I have long believed that the City cannot sustain social services and big-ticket infrastructure with property taxes, which are not levied based on ability to pay and do not grow with the economy. David Miller made this argument repeatedly, but he did very little to smooth the way politically such that the province or the federal government could credibly give the city more money. And I regularly slapped my forehead whenever Miller would waste precious political capital on
symbolic gestures (eg: Stintz's bags, bottles, and I'm sorry but yes: suburban bike lanes) that a child should have known would needlessly alienate conservative voters.

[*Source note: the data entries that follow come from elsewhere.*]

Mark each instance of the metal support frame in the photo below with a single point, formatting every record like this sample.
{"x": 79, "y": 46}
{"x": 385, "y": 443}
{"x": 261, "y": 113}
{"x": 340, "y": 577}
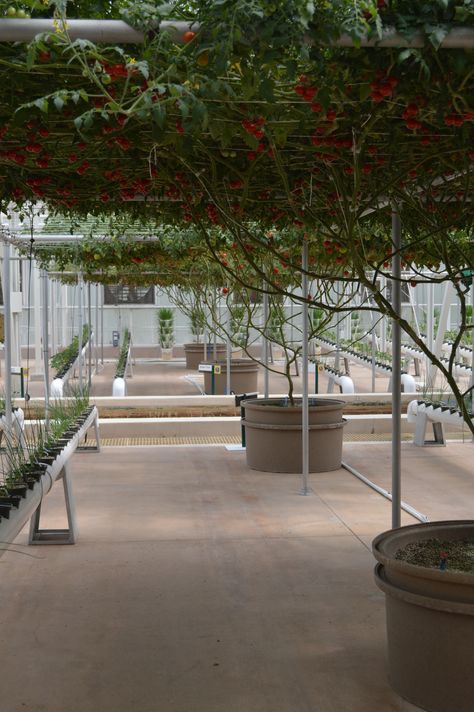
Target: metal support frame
{"x": 38, "y": 536}
{"x": 419, "y": 438}
{"x": 304, "y": 373}
{"x": 396, "y": 370}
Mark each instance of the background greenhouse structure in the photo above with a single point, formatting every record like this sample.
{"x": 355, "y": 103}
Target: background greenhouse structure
{"x": 237, "y": 358}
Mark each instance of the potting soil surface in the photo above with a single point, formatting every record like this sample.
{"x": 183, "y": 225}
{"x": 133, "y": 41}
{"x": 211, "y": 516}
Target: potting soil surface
{"x": 438, "y": 554}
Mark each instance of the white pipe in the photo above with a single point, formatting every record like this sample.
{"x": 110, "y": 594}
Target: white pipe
{"x": 406, "y": 507}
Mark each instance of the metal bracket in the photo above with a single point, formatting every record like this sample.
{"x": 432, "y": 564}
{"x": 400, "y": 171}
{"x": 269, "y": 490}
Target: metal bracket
{"x": 91, "y": 448}
{"x": 39, "y": 536}
{"x": 420, "y": 432}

Jarvis, the Fort York Bridge and the public health nurses did not involve huge amounts of money, and so are a kind of mirror opposite of Miller's symbolic pinko policies. These policies don't cause
too much damage, but
really piss off the pinkos, who can reliably be counted upon to shriek and fume in that way so satisfying to Ford supporters. This lends support to the "long play" hypothesis.
But scrapping Transit City and incurring over $100 million in cancellation penalties is a big deal, and Ford has yet to produce the federal money he said is coming in exchange for Toronto's support of Harper. On the one hand, as Matt Elliott
points out, the City has not actually formally pulled the trigger on the Transit City cancellation, and is not yet on the hook for the $100 million in cancellation penalties. But on the other hand, even if we got the Sheppard subway
for free, this overcapacity would still be a massive ongoing drain on our operations budget, the very reason Ford rejected the public health nurses, where far less money was at stake (if any was).
Moreover, the Fords' massively misinformed musings about Waterfront Toronto puts billions of dollars of private investment at risk, which suggests that these guys are making it up as they go along, and when they screw around with downtown infrastructure, it is because they really, truly do despise all those downtown pinkos.
I predict three years of headaches and indigestion as Marcus Gee's hypothesis gets put to the test.